Book Review: Henry IV, Part I by William Shakespeare

January 23, 2010

Blah, blah, blah, John Falstaff, what a laugh. Blah, blah, blah, the meaning of valor and honor. The prodigal brat son repairs his ways and leads the country to implied future greatness. These are all themes that seem a bit tired in our day, but Shakespeare probably played some role in putting them together in the first place.

Henry IVi is the second of the Bard’s (imposing) historical tetralogy following the ascent of Lancastrian dynasty, which first grapple into power in Richard II and carry it through the series. Then there’s the Henry VI plays (a different set). Then things devolve into chaos in full-on War of the Roses mode through dastardly Richard III before everyone gets vanquished by the glorious Tudors (one must pause and consider the historical source here a bit—Shakespeare as propaganda mouthpiece for the Tudors? Hells yeah, for sure).

OK, OK, so the Shakespeare history plays. Hard. I won’t gloss over that. And by hard I mean keeping one’s head around the characters. The (wayward) future Henry V is referenced in the play as: Prince, Henry, Harry, Hal, Lancaster, the Prince of Wales. Most people are named Henry and most have more than one title, which also serves as a moniker.

Here’s my advice. Remember these names: Percy, Neville, Northumberland. Those are the names and ducal territories of the dastardly northerners who rebel against Henry Bolingbroke (that is, the former Duke of Lancaster, aka Henry IV) in the play. To this day, the Percys and Nevilles are northerners with oomph (the current head of the Neville clan is Christopher George Charles Nevill, 6th Marquess of Abergavenny, born 1955; the current Duke of Northumberland is a Percy).

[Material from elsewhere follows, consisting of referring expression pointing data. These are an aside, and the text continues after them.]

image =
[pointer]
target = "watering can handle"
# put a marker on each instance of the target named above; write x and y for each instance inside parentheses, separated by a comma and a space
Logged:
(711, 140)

The fractious Percys and Nevilles, fronted by exquisite hothead Henry Percy—sigh, another Percy, another Henry, but rest easy: he’s called Hotspur throughout the play and lives up to the title—aren’t happy with the hand they’ve been dealt since Henry IV’s deposition of wimpy old Richard II. Promises, promises, Henry IV made, but apparently isn’t delivering. The specific reasons for the revolt are not that clear, nor do they appear to be that important to Shakespeare.

At the same time, wastrel/quintessential prodigal brat, the young King Hal, is frolicking around with the farcical John Falstaff, who resembles nothing more than a 16th-century Homer Simpson: fat, dumb, greedy, pathetic comic relief. His bawdy dipshittery is a stand-in for Hal’s real father (the king). The king would like nothing more than for Hal to act like Hotspur (this before the revolt), who, in his mind, is the ideal valiant son.

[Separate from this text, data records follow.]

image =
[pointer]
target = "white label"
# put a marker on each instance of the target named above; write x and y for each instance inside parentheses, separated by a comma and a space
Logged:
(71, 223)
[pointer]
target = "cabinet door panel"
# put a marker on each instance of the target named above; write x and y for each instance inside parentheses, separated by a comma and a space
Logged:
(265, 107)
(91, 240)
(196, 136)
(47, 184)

Throughout the play, Falstaff plays the opposite tack in terms of honor, through several speeches decrying its perceived value. Interesting stuff. The play’s tavern antics are balanced with standard Shakespeare high-falutin’ battle scenes. Everything ends well enough, with Hotspur dying grandly and honorably, and the succession less threatened.

The plays vernacular, prose (i.e. not in meter) sections are some of the hardest Shakespeare to get through, and require glossing for all but the most middle/early-modern English expert.

Get a good edition with lots of footnotes. I use the Folger Library series, not because of their physical quality—they have rough paper and the reek of coloring books or newsprint—but because their facing-page notes are the easiest reference I’ve found for getting through the plays. Not by a sight my favorite Shakespeare play, but, hey, I’m making it through the histories.